| Literature DB >> 33937519 |
Imran Nizamuddin1, Themistoklis Kourkoumpetis2, Cecil G Wood3, Josh Levitsky4.
Abstract
Posttransplant lymphoproliferative disorder (PTLD) in liver transplant recipients is relatively uncommon, with an estimated incidence of 1%-3%. Retrospective reviews of liver transplant recipients have mainly reported posttransplant lymphoproliferative disorder affecting the liver, gastrointestinal tract, or lymph nodes. In this case report, we describe a 45-y-old female with a history of deceased donor liver transplantation for autoimmune hepatitis who had recurrent hospital admissions for acute pancreatitis. Ultimately, imaging revealed numerous complex pancreatic and peripancreatic masses, appearing to originate from pancreatic lymphoid tissue. Tissue biopsy later confirmed monomorphic Epstein-Barr virus-negative large B-cell lymphoma. Overall, PTLD involving the pancreas after liver transplantation is incredibly rare. The patient's cumulative immunosuppression drug dose and time posttransplant were suspected to be her main risk factors, given that she had been exposed to several years of treatment with tacrolimus, azathioprine, mycophenolate mofetil, and prednisone. She was treated with rituximab monotherapy and later escalated to chemoimmunotherapy due to lack of response. PTLD involving the pancreas is an unusual cause of pancreatitis and should be considered in cases of recurrent pancreatitis in transplant recipients.Entities:
Year: 2021 PMID: 33937519 PMCID: PMC8081465 DOI: 10.1097/TXD.0000000000001129
Source DB: PubMed Journal: Transplant Direct ISSN: 2373-8731
FIGURE 1.Triple-phase computed tomography imaging of the pancreas at time of admission.
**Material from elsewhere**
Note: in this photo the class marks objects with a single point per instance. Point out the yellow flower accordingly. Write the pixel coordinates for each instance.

A, Multiple complex cystic and solid masses within and adjacent to the pancreas. Note vascular involvement with encasement and occlusion of the splenic vein. B, Mass extending cranially from pancreatic tail into the lesser sac measures 6.3 × 6.1 cm. C, Mixed enhancing and hypoenhancing cystic lesion. The claw sign suggests origin from within the pancreas. Of note, the pancreatic parenchyma appears preserved.
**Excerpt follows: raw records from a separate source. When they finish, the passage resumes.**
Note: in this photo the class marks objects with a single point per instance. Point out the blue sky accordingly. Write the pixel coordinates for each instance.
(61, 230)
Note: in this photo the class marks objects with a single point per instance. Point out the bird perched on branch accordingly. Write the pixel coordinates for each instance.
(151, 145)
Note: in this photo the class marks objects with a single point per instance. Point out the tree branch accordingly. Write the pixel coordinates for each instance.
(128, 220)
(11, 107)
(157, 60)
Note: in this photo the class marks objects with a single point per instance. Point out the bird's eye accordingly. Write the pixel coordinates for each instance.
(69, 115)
FIGURE 2.Biopsy of peripancreatic mass via fine-needle aspiration. A, Viable, monomorphic large B cells, consistent with posttransplant lymphoproliferative disorder. B, Different stains applied to the slides. CD45 is a hematopoietic marker. Positive for CD20 and CD79a (B-cell markers). Epstein-Barr virus-encoded small RNAs (EBER) staining for Epstein-Barr virus was negative.